Katherine is an active collaborator and performer, working with emerging local composers and composer collective Kozertprojekt to promote and bring to life new Australian works. Works Katherine has premiered include Deja – for Clarinet and Saxophone Quartet; Liam Mulligan (2019), French Earl Grey – for Bass Clarinet; Christine Pan, Left On Seen – for Wind Quintet and Recorder Quartet; Christine Pan (2019), Walk Towards The Fire – Wind Quintet; Lachlan Foster, Birdsong Revisited; Gabrielle Cadenhead (2018), Etendue Numerique – for Clarinet in Bb and Electronics; Connor Hutchinson (2017) and In The Face of Agony – Sophie Van Dijk (2016).
Jasmine Mills
Jasmine-Jade Mills is a classical saxophonist who has just completed her Bachelor of Performance at Sydney Conservatorium of Music.

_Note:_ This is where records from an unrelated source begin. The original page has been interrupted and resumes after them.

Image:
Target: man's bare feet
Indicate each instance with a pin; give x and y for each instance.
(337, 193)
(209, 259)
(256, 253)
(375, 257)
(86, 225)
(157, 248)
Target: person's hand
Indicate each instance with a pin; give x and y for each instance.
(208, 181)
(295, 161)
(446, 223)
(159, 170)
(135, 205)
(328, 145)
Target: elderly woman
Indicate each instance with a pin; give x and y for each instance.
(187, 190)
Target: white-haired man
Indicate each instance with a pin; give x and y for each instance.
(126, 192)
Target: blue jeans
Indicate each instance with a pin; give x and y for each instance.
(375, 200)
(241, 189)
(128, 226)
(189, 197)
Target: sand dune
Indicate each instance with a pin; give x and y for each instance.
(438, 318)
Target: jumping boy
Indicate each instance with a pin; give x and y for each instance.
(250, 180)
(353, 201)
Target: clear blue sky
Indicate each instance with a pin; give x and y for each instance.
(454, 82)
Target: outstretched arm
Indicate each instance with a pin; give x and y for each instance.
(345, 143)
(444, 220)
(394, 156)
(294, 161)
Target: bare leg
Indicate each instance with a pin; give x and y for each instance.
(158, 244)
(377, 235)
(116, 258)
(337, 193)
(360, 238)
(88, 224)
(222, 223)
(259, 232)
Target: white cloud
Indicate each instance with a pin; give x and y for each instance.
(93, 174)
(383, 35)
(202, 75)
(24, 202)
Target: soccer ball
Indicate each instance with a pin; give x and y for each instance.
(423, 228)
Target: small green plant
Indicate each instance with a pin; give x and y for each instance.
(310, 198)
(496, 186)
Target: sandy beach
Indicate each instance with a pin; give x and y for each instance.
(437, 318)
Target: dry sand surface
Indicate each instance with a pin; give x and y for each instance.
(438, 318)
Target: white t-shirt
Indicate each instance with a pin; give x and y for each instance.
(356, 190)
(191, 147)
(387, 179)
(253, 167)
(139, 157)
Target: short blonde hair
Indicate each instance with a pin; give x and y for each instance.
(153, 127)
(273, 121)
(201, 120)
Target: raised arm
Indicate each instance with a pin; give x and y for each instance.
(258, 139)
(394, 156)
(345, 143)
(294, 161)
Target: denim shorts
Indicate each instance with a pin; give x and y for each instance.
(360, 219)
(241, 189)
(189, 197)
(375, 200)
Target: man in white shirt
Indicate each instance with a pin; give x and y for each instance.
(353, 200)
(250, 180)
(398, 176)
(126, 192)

In 2015, she graduated from the Australian Institute of Music, where she received a scholarship for a Bachelor of Classical Music.Some of her past teachers include Dr Michael Duke, Andrew Smith, Dr Benjamin Carey and Nick Russionello.
In June 2018, Jasmine premiered a new concerto for Alto Saxophone and Wind Orchestra titled “Rapture” by Joshua Winestock, with the Sydney University Wind Orchestra. As part of the Sydney Conservatorium Saxophone Orchestra, Jasmine went on tour to Canberra to perform at the National Portrait Gallery. Other tours she has participated on this year include the “Kurt Weill Inclusion Project” tour to Wollongong, and the Sydney Conservatorium Modern Music Ensemble tour to Newcastle. Earlier in 2018, Jasmine performed with the ‘Coil Saxophone quartet’ in a masterclass with Sabine Meyer and the Alliage Quintett as part of Musica Viva.
In 2019, Jasmine went on tour with the Sydney Conservatorium Wind Symphony to Spain, and worked with Claude Delangle and Vincent David at the University of Gap saxophone academy in France.